Bahraini regime prosecute teachers
April 2, 2011 - 0:0
The Bahraini education ministry has reportedly formed a committee tasked with taking action against school officials taking part in anti-government protests and strikes.
Reports say some heads of schools, administration staff and as well as teachers have already been summoned for questioning, Xinhua reported late Friday.The education ministry has cracked down on teachers participating in the protests following harassment of female doctors by masked Bahraini forces.
To express solidarity with the ongoing revolution, thousands of teachers, called by the Bahrain Teachers Society, went on a strike in February and again during last month.
Education International (EI) has called on its members to take action to protest at the recent crackdown on teacher unionists in Bahrain.
While teachers and students are voicing their demands for more freedom and rights, the Bahraini regime has detained several teachers and students making unfounded allegations against them, EI said, adding that some students have also been dismissed.
EI said it has condemned those arrests and excessive use of force. It is urging the Bahraini government to respect the fundamental rights and freedoms of teachers, students and unionists.

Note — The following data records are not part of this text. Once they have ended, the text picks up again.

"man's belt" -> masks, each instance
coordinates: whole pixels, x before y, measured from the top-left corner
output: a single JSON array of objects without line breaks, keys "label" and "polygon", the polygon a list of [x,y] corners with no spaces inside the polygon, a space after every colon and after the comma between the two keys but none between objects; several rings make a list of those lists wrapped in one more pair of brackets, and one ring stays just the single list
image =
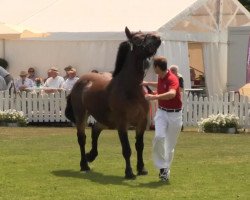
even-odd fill
[{"label": "man's belt", "polygon": [[164,110],[166,112],[180,112],[181,109],[168,109],[168,108],[163,108],[163,107],[159,107],[159,109]]}]

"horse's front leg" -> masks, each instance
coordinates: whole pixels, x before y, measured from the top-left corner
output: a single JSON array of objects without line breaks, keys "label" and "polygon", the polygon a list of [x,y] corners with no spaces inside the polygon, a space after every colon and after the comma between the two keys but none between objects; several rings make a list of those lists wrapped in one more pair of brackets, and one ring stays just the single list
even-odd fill
[{"label": "horse's front leg", "polygon": [[91,128],[91,138],[92,138],[92,149],[86,154],[86,159],[88,162],[92,162],[98,156],[98,138],[102,131],[102,128],[98,124],[94,124]]},{"label": "horse's front leg", "polygon": [[80,161],[80,167],[81,171],[89,171],[90,168],[88,166],[88,162],[85,156],[85,144],[86,144],[86,134],[85,134],[85,126],[83,123],[76,123],[77,127],[77,139],[78,144],[80,146],[81,151],[81,161]]},{"label": "horse's front leg", "polygon": [[122,155],[126,161],[126,169],[125,169],[125,178],[127,179],[135,179],[136,176],[133,173],[130,157],[131,157],[131,148],[128,140],[128,132],[118,130],[120,142],[122,145]]},{"label": "horse's front leg", "polygon": [[144,131],[136,130],[136,142],[135,149],[137,151],[137,174],[138,175],[147,175],[148,171],[146,170],[143,162],[143,149],[144,149]]}]

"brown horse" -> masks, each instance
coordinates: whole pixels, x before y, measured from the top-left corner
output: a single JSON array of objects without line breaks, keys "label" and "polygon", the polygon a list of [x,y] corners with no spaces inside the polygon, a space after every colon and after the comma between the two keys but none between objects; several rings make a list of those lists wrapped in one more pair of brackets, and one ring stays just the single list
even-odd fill
[{"label": "brown horse", "polygon": [[[119,46],[113,77],[105,73],[88,73],[74,85],[67,97],[66,117],[76,124],[81,151],[81,171],[90,170],[88,162],[98,155],[98,137],[103,125],[118,130],[122,154],[126,161],[125,178],[133,179],[130,164],[131,148],[128,128],[136,129],[137,172],[148,172],[143,162],[143,135],[147,125],[148,102],[144,98],[141,82],[144,78],[146,59],[152,57],[161,44],[155,33],[132,33],[125,28],[127,41]],[[85,153],[85,117],[91,114],[98,121],[92,127],[92,149]]]}]

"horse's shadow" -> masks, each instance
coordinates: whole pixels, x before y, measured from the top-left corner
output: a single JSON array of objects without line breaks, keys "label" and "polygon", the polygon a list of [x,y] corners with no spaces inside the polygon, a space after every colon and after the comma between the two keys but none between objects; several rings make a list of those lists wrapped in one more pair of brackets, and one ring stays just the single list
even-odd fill
[{"label": "horse's shadow", "polygon": [[51,172],[55,176],[59,177],[71,177],[71,178],[80,178],[80,179],[87,179],[95,183],[103,184],[103,185],[126,185],[126,186],[131,186],[131,187],[148,187],[148,188],[158,188],[164,185],[170,185],[169,182],[164,183],[164,182],[148,182],[148,183],[138,183],[138,184],[133,184],[132,180],[127,180],[124,179],[124,177],[120,176],[114,176],[114,175],[104,175],[99,172],[95,171],[90,171],[87,173],[82,173],[79,171],[74,171],[74,170],[57,170],[57,171],[52,171]]}]

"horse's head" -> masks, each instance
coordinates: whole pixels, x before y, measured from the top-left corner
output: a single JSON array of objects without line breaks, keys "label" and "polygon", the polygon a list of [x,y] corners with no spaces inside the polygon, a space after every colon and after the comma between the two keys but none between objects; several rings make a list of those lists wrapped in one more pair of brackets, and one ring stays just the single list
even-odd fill
[{"label": "horse's head", "polygon": [[161,44],[161,38],[156,32],[143,33],[141,31],[132,33],[126,27],[126,36],[131,44],[131,47],[139,52],[143,58],[149,58],[155,55]]}]

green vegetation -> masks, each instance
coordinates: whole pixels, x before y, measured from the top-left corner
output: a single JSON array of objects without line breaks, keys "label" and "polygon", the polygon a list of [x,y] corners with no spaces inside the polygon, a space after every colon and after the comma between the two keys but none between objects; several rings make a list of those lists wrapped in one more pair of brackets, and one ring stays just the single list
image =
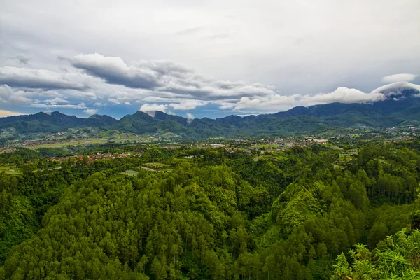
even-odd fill
[{"label": "green vegetation", "polygon": [[418,279],[420,141],[332,146],[0,154],[0,279]]}]

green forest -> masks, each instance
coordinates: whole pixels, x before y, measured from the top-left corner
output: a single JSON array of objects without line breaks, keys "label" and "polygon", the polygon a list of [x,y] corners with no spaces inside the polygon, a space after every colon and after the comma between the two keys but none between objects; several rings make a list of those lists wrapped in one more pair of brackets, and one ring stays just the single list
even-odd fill
[{"label": "green forest", "polygon": [[0,279],[420,279],[420,141],[335,144],[1,153]]}]

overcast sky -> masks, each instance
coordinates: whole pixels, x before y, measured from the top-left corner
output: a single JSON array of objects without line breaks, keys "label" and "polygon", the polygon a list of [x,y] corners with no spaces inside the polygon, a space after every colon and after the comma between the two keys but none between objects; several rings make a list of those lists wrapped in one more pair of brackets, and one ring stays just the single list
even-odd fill
[{"label": "overcast sky", "polygon": [[189,118],[420,83],[420,1],[0,0],[0,115]]}]

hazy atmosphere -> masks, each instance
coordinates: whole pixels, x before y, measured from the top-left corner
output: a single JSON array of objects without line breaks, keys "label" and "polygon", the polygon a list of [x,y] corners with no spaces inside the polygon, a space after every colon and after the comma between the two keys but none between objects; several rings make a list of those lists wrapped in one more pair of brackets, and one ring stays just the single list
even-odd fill
[{"label": "hazy atmosphere", "polygon": [[0,2],[0,115],[217,118],[420,83],[420,1]]}]

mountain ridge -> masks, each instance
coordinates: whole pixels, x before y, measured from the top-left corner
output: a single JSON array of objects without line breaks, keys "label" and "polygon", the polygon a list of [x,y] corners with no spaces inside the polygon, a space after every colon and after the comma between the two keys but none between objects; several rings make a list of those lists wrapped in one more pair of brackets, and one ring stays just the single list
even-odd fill
[{"label": "mountain ridge", "polygon": [[417,98],[420,91],[410,86],[412,84],[409,83],[394,84],[396,84],[394,88],[390,85],[382,87],[387,94],[384,100],[369,103],[335,102],[306,107],[298,106],[271,114],[189,119],[158,111],[137,111],[116,120],[106,115],[95,114],[83,118],[58,111],[39,112],[33,115],[0,118],[0,129],[14,127],[24,134],[57,132],[71,127],[94,127],[138,134],[170,132],[186,138],[203,138],[294,133],[326,127],[360,125],[387,127],[410,121],[420,122],[420,98]]}]

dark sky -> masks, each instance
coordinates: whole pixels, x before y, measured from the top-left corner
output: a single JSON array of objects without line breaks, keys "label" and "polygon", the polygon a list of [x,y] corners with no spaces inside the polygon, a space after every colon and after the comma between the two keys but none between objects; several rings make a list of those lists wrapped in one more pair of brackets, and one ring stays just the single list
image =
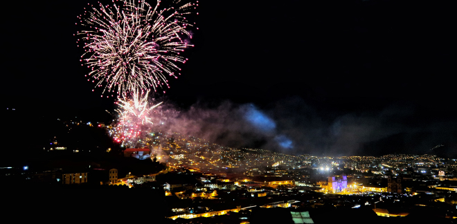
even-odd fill
[{"label": "dark sky", "polygon": [[[73,35],[87,2],[97,3],[3,5],[6,107],[31,117],[109,118],[105,111],[112,111],[114,100],[91,91]],[[318,155],[424,153],[438,144],[457,151],[450,2],[199,4],[195,47],[165,97],[187,119],[201,118],[196,111],[224,118],[221,133],[206,134],[210,124],[200,124],[201,135],[233,147]],[[253,113],[272,129],[250,122]]]}]

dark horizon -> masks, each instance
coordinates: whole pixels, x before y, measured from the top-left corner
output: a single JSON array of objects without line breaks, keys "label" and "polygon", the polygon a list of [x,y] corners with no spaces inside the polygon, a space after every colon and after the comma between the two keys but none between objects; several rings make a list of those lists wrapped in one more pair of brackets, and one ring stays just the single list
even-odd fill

UK urges regime to restart talks with opposition
Britain’s defense minister on Saturday called on Bahrain to restart talks with the opposition, urging restraint as government forces continued to attack pro-democracy protesters in the strategically-important kingdom.
On a tour of the Persian Gulf states to hold talks on joint military operations in Libya, Liam Fox said the UK urged a political solution in Bahrain, where security forces have crushed the pro-democracy protest movement, The Financial Times reported..

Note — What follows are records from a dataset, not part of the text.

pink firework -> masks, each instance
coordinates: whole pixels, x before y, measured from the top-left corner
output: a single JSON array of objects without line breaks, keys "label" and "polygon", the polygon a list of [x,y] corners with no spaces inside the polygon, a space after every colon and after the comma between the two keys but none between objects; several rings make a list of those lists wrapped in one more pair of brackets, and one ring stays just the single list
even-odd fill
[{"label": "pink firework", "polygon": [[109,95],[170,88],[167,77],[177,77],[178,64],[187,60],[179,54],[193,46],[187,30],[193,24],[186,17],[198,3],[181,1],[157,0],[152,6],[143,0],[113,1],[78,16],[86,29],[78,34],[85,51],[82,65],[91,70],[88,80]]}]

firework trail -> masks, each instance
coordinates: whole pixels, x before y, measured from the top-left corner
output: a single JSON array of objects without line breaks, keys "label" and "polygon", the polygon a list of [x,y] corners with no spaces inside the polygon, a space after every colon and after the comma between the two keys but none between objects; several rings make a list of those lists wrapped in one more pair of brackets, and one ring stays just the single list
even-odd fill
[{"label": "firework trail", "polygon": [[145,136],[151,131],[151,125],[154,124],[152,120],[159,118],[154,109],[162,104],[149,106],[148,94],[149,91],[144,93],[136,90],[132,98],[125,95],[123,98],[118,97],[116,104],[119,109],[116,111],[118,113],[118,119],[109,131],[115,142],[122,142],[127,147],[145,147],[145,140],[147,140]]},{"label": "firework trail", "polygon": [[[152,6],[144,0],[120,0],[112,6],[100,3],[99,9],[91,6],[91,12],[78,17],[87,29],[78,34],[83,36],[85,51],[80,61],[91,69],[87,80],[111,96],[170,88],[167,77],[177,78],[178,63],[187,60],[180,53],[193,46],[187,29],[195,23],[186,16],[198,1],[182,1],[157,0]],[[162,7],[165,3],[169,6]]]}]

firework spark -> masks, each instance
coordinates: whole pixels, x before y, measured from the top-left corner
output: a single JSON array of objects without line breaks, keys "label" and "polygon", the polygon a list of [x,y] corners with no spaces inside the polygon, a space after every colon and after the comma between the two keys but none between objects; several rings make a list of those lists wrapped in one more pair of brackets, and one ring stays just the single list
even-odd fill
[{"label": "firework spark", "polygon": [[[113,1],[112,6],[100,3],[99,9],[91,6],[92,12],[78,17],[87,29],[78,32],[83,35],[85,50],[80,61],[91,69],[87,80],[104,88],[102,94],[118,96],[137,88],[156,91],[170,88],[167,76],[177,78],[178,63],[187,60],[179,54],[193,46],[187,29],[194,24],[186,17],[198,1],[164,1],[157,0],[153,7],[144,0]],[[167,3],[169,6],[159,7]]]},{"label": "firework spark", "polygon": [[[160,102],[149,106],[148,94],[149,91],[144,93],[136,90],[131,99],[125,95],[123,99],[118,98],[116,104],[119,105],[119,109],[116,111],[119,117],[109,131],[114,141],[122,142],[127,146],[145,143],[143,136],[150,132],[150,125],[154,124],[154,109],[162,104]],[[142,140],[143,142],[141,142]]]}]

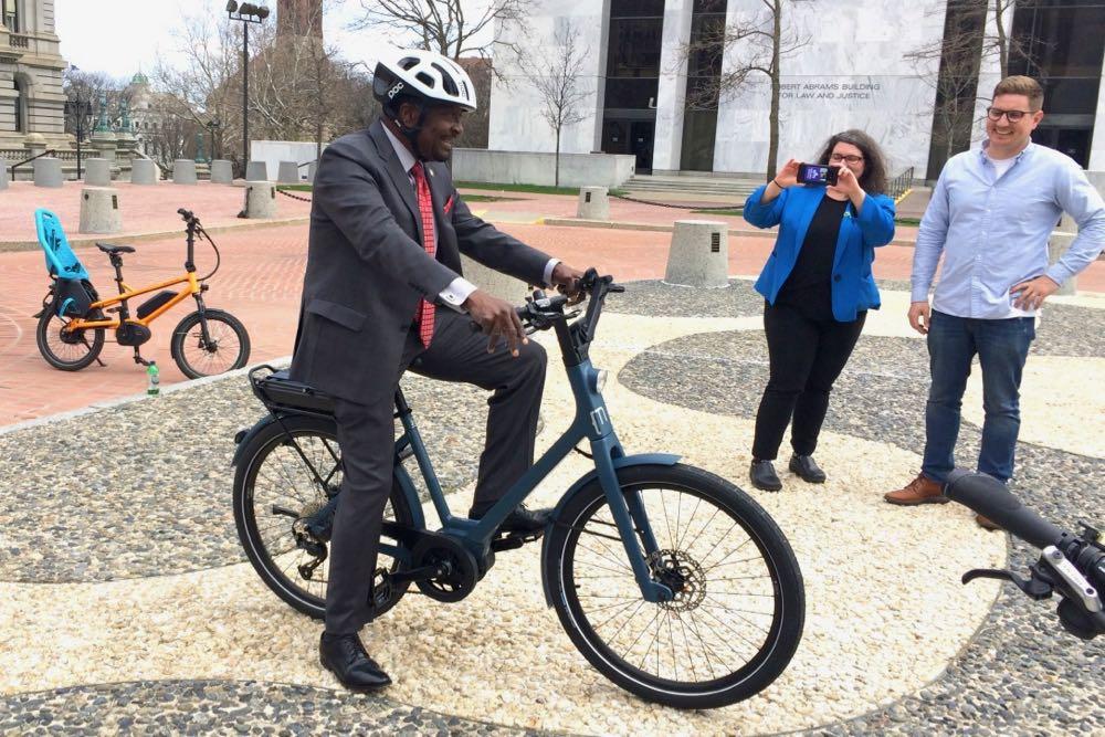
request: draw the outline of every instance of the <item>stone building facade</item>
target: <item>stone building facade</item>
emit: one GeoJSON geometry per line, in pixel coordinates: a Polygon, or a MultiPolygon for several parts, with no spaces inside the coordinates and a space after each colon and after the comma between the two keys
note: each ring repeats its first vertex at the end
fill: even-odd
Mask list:
{"type": "Polygon", "coordinates": [[[0,158],[69,149],[54,0],[0,0],[0,158]]]}

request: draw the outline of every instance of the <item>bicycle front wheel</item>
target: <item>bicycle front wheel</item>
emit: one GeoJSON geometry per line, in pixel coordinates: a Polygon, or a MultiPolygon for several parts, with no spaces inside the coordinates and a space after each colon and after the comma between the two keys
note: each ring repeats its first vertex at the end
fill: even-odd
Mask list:
{"type": "Polygon", "coordinates": [[[618,480],[627,499],[644,505],[659,545],[646,564],[675,599],[642,598],[594,480],[557,518],[543,561],[572,643],[622,688],[667,706],[714,708],[766,688],[806,619],[802,575],[779,527],[699,468],[630,466],[618,480]]]}
{"type": "Polygon", "coordinates": [[[96,360],[104,349],[104,328],[71,330],[71,322],[48,307],[34,330],[39,352],[48,364],[62,371],[80,371],[96,360]]]}
{"type": "Polygon", "coordinates": [[[224,373],[250,360],[250,334],[241,320],[221,309],[186,315],[172,331],[172,360],[189,379],[224,373]],[[207,324],[207,335],[203,324],[207,324]]]}

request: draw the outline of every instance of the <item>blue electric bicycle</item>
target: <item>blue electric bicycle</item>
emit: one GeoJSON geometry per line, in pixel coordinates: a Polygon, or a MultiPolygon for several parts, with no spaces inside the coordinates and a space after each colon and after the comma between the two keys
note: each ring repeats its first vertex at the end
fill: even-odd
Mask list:
{"type": "MultiPolygon", "coordinates": [[[[412,583],[438,601],[459,601],[496,552],[544,537],[546,601],[596,668],[669,706],[733,704],[771,684],[798,647],[806,612],[798,561],[771,517],[729,482],[675,455],[625,454],[602,400],[606,375],[588,357],[603,301],[622,287],[594,270],[582,286],[589,303],[581,317],[579,310],[566,314],[567,297],[539,292],[518,308],[529,331],[556,331],[576,415],[482,519],[450,510],[411,409],[397,391],[403,433],[394,445],[372,586],[375,617],[412,583]],[[589,451],[578,448],[583,440],[589,451]],[[573,450],[593,460],[594,470],[565,492],[544,533],[497,531],[573,450]],[[427,527],[411,459],[440,529],[427,527]]],[[[265,583],[295,609],[322,618],[327,545],[341,498],[333,399],[269,367],[250,378],[269,414],[235,438],[238,533],[265,583]]]]}

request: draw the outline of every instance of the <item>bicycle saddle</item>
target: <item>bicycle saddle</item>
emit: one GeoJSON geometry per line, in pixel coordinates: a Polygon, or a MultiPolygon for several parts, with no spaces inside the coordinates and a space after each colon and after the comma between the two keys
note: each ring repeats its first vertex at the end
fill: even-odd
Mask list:
{"type": "Polygon", "coordinates": [[[135,250],[129,245],[112,245],[110,243],[96,243],[96,248],[104,253],[114,255],[116,253],[134,253],[135,250]]]}

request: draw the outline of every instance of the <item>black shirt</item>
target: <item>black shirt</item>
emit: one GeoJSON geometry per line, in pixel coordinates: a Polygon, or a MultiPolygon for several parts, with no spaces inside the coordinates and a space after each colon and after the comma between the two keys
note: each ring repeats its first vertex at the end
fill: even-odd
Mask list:
{"type": "Polygon", "coordinates": [[[838,201],[825,194],[813,213],[798,261],[776,297],[776,304],[791,305],[807,317],[833,319],[832,262],[836,254],[840,221],[849,201],[838,201]]]}

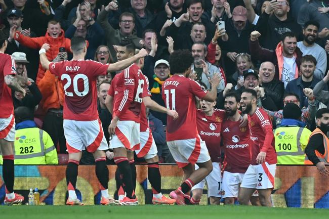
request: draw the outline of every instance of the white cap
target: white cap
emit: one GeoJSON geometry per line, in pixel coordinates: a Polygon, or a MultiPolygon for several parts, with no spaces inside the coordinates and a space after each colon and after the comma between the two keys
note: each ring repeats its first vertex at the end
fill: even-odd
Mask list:
{"type": "Polygon", "coordinates": [[[16,62],[23,62],[24,63],[29,63],[30,62],[26,59],[26,54],[20,52],[15,52],[12,54],[12,57],[16,62]]]}
{"type": "Polygon", "coordinates": [[[156,62],[155,62],[155,64],[154,65],[154,69],[155,69],[155,67],[157,66],[158,65],[159,65],[160,64],[164,64],[167,66],[168,66],[168,68],[170,67],[170,66],[169,66],[169,63],[168,62],[168,61],[165,60],[164,59],[159,59],[156,62]]]}

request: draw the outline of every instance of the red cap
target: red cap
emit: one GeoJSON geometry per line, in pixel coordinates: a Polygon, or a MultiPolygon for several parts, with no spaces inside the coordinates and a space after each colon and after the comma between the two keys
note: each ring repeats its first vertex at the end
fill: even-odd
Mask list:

“We expect restraint, that things are handled constitutionally and with the avoidance of violence -- that’s the message we will give to all sides,” he told reporters in Dubai.
“If you do not allow change to be a process, then it may become an event -- if you block the process of change, then you may be forced with being changed,” he said.

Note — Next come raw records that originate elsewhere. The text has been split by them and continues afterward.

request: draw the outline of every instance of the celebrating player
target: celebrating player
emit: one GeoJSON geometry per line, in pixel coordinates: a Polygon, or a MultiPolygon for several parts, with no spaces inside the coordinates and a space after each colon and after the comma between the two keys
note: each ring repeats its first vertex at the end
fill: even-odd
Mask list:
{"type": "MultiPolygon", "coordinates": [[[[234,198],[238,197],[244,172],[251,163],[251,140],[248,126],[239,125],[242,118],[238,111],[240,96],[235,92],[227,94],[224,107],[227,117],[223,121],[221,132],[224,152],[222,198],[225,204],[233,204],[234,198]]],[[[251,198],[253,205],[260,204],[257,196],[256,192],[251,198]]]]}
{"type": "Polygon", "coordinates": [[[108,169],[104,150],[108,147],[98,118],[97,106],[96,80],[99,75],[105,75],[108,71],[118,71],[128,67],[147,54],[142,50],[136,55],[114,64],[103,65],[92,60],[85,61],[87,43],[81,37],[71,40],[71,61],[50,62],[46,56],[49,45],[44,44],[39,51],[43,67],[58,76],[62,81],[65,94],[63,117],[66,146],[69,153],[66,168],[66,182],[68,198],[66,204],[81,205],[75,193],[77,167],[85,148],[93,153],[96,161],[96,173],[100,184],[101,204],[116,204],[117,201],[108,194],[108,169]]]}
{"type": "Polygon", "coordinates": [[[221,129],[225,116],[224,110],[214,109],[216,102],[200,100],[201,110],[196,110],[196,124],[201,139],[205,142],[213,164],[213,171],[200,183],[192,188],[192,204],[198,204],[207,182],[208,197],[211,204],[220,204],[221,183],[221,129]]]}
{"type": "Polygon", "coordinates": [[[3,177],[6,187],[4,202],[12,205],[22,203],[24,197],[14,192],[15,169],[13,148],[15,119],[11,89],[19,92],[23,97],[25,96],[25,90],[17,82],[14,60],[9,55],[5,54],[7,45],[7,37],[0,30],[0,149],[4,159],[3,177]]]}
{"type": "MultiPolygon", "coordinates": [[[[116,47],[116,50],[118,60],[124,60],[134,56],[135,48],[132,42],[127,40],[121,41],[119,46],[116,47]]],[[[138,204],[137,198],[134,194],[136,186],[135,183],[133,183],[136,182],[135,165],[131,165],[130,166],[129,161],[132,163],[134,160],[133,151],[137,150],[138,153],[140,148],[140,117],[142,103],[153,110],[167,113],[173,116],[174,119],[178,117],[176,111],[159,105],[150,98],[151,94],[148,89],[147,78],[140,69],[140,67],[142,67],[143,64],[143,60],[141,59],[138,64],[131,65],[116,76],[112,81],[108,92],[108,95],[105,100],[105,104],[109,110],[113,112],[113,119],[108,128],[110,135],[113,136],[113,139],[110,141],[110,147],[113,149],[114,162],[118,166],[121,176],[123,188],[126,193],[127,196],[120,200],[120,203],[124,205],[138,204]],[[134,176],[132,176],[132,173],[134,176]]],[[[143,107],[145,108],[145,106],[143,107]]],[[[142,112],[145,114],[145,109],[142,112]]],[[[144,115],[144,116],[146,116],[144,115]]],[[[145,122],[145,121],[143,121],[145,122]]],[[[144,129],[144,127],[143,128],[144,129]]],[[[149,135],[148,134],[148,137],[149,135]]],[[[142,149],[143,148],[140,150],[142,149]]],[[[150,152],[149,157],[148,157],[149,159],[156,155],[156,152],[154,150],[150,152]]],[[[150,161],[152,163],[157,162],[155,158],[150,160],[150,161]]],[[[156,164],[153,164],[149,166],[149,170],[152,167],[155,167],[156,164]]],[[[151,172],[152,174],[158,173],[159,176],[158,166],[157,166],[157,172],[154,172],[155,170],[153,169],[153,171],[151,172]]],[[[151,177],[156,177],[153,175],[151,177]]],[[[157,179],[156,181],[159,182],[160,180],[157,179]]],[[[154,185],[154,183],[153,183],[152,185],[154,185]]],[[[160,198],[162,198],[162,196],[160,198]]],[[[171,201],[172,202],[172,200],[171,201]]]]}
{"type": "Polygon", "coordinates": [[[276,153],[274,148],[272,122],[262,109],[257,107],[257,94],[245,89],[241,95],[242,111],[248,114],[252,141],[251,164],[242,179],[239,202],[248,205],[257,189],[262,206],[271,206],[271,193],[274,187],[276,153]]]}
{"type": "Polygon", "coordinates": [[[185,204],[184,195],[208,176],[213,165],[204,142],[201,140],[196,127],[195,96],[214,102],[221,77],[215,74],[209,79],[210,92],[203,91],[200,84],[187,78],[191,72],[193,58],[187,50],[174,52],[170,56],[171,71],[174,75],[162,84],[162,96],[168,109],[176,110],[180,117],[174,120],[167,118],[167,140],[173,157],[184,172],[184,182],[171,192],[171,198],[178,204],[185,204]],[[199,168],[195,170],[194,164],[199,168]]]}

Security forces encircled Shia villages for a second Friday in a row, attempting to keep unrest from spilling out into the capital, Manama.
Bahrain’s government has rejected calls for dialogue since it cracked down on the protests.
Campaign of intimidation
With a wave of midnight arrests, checkpoints, and targeting of wounded protesters, Bahrain's rulers have launched what appears to be a calculated campaign to intimidate supporters of the pro-democracy protest movement that began here in February, the Christian Science Monitor reported.
Security forces have directed much of the abuse -- which includes midnight arrests, checkpoints, and targeting of wounded protesters -- toward Bahrain’s majority Shia population, instilling fear and raising sectarian tensions in the tiny kingdom.
“I don’t want to go anywhere now. I’ll stay in my home because there is no safety,” says Ibrahim, a university student who says he was recently beaten and held for 36 hours at a checkpoint, and has a deformed left ear and bruises elsewhere to prove it. He asked that his last name be withheld for his own safety.
Bahraini rulers dishonor Islam
Amid the popular anti-regime protests in Bahrain, a political observer says the vicious ruling al-Khalifa family is factional and petty, doing dishonor to Islam.
Rodney Shakespeare, chairman of the Committee against Torture in Bahrain in London, told Press TV in an interview that the Bahraini rulers “are not true kings. They are maniac killers.”
“They will go down in history as scum. Think of it what a true king is: it is someone who stands for all their people against foreign invaders.”
Shakespeare also commented on the “US-ordered” Saudi role in the ongoing crisis in Bahrain.
“When Clinton said that Bahrain has a right to invite foreign troops in, the meaning is any country, including America, can invite foreign troops in to kill its own citizens, and the meaning of that is the American government has got the right to kill Americans.”
Bahrain has been the scene of nationwide anti-regime protests since February 14.
Bahrain’s government has rejected calls for dialogue since it cracked down on the protests.
Saudi troops have also entered the Persian Gulf island to help the regime crack down hard on the popular movement.
The protests have left at least 25 people dead and around 1,000 others wounded so far.